Wakil Ketua KPK Laode Syarief dan Ketua KPK Agus Rahardjo usai menghadiri sidang uji materi uji materi penggunaan hak angket DPR terhadap KPK dalam Pasal 79 ayat 3 UU MD3 di Mahkamah Konstitusi, Jakarta Pusat pada Kamis, 8 Februari 2018. TEMPO/Zara Amelia
TEMPO.CO, Jakarta - Komisi Pemberantasan Korupsi atau KPK kecewa dengan putusan Mahkamah Konstitusi (MK) yang menetapkan lembaga antirasuah itu sebagai obyek hak angket Dewan Perwakilan Rakyat yang sah. Ketetapan itu diputuskan usai MK menolak permohonan uji materi Pasal 79 ayat 3 Undang-Undang tentang MPR, DPR, DPD, dan DPRD (UU MD3) tentang penggunaan hak angket DPR terhadap KPK.
"KPK menghormati putusan MK yang bersifat final dan mengikat. Meski begitu, kami merasa kecewa dengan hasil putusannya karena hasil judicial review kami ditolak," kata Wakil Ketua KPK Laode M. Syarief usai mengadiri sidang tersebut di gedung MK, Jakarta Pusat pada Kamis, 8 Februari 2018.
Majelis hakim menimbang bahwa KPK termasuk lembaga eksekutif yang dibentuk berdasarkan undang-undang sebagai penunjang pemerintah. KPK, kata majelis hakim, melaksanakan tugas dan wewenangnya sebagai lembaga eksekutif. Dengan demikian, KPK merupakan obyek yang sah untuk hak angket DPR.
Meski telah ditetapkan sah sebagai obyek angket, Laode memastikan keputusan tersebut tidak akan melemahkan KPK. Sebab, majelis hakim juga memutuskan bahwa proses penyelidikan, penyidikan, serta penuntutan KPK tidak termasuk dalam ranah eksekutif. Dengan demikian, penindakan hukum oleh KPK tidak termasuk dalam ranah hak angket DPR.
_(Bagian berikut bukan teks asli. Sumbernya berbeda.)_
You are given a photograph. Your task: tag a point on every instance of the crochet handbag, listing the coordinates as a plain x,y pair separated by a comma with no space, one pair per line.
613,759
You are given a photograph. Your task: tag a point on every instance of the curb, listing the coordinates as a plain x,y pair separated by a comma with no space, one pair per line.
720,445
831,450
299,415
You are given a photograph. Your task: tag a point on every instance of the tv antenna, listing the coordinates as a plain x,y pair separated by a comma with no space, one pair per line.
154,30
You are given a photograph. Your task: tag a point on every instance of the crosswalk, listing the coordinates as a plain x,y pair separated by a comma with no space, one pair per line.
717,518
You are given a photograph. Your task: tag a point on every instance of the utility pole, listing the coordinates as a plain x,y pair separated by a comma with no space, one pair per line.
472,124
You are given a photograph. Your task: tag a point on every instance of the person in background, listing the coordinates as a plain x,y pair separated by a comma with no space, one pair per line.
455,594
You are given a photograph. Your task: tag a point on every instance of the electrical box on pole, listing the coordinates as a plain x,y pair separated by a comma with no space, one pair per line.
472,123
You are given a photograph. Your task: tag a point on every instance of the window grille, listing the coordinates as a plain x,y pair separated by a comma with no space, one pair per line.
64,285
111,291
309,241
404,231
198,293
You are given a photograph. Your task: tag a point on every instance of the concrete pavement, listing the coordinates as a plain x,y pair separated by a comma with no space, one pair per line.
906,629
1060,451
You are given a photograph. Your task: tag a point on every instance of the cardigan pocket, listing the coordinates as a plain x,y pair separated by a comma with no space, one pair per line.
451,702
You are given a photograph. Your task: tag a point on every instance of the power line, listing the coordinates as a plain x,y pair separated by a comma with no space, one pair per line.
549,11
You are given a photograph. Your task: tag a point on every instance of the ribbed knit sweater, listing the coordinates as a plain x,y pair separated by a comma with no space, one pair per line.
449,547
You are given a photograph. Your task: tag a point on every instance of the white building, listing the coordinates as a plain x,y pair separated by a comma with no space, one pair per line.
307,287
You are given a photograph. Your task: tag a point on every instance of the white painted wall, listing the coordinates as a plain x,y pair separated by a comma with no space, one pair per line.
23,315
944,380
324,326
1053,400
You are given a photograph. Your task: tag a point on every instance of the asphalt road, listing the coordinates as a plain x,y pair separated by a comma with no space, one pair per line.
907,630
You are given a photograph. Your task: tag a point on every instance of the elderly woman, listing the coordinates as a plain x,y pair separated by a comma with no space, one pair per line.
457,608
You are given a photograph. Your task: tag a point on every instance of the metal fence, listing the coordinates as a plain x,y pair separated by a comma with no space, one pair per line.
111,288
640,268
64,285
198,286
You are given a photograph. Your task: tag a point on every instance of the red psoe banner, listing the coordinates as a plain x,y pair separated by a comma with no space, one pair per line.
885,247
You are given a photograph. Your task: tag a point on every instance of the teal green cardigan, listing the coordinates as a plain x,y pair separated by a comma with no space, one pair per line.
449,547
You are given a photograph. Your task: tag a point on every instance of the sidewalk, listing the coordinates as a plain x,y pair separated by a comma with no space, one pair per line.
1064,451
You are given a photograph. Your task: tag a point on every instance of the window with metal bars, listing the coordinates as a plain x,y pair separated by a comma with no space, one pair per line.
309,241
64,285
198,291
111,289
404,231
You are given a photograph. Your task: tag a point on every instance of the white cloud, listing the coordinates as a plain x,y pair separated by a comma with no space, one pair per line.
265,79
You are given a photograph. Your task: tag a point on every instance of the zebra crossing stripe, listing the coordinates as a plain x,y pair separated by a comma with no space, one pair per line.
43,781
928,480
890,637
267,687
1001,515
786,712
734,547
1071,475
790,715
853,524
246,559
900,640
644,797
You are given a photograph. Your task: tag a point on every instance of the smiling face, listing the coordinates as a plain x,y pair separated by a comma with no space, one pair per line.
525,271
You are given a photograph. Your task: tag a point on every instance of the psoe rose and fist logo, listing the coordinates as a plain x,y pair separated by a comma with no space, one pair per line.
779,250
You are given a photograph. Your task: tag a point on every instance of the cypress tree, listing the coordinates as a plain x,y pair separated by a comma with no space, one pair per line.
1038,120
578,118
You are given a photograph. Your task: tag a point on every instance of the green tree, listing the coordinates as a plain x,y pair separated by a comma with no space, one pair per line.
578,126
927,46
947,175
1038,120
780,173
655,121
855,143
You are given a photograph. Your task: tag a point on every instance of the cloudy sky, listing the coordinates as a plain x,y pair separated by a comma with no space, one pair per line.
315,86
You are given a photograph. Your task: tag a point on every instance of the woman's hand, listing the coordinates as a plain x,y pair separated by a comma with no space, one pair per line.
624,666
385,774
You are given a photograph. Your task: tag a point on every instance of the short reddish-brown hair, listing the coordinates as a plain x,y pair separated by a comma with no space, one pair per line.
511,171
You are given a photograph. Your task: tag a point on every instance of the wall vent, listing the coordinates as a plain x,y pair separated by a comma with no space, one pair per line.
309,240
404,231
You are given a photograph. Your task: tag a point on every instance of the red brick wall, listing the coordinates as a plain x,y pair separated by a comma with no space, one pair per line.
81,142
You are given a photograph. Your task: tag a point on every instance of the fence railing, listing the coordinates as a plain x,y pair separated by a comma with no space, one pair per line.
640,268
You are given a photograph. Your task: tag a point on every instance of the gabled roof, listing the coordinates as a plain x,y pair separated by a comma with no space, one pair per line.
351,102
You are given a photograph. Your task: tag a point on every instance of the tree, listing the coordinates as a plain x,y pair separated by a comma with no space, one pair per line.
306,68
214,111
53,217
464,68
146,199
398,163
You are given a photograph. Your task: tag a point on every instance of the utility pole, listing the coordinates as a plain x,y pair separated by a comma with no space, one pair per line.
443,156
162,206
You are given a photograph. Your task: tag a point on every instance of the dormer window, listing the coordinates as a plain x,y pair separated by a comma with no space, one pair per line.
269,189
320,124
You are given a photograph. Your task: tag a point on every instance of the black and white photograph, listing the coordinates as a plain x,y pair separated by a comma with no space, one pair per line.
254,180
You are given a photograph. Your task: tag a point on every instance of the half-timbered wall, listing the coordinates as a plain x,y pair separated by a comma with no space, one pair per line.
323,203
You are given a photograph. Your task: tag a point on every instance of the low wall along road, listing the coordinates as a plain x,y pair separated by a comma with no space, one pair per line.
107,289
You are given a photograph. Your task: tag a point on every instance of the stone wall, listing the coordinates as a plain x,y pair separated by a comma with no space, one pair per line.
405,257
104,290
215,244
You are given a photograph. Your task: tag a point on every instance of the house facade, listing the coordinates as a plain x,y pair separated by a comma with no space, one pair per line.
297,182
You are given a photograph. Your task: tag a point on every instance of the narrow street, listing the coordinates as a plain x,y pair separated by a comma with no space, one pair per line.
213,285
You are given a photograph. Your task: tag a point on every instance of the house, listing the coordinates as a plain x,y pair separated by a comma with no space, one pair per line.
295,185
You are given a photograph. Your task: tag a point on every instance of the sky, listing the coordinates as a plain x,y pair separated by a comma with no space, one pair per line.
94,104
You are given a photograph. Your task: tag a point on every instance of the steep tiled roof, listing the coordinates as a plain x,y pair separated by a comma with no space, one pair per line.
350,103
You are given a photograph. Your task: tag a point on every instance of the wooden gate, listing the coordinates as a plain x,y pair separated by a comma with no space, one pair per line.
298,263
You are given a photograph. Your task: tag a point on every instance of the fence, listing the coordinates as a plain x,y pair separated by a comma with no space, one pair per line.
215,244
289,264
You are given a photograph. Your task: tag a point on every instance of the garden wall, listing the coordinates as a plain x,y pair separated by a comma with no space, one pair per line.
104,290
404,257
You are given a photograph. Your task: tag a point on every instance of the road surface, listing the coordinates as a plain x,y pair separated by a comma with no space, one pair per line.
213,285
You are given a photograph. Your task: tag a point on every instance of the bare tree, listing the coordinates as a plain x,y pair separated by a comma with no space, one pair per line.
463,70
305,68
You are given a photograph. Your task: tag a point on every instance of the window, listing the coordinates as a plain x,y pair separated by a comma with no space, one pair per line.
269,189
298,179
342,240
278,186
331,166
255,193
Ketua KPK Agus Rahardjo membenarkan pernyataan Laode. Menurut dia, putusan MK ini bersifat limitatif karena ranah hukum KPK tidak tersentuh Panitia Khusus Angket KPK DPR. Agus akan mempelajari putusan MK tersebut. "KPK akan mempelajari implikasi hukum putusannya untuk menentukan bagaimana bersikap selanjutnya," kata Agus.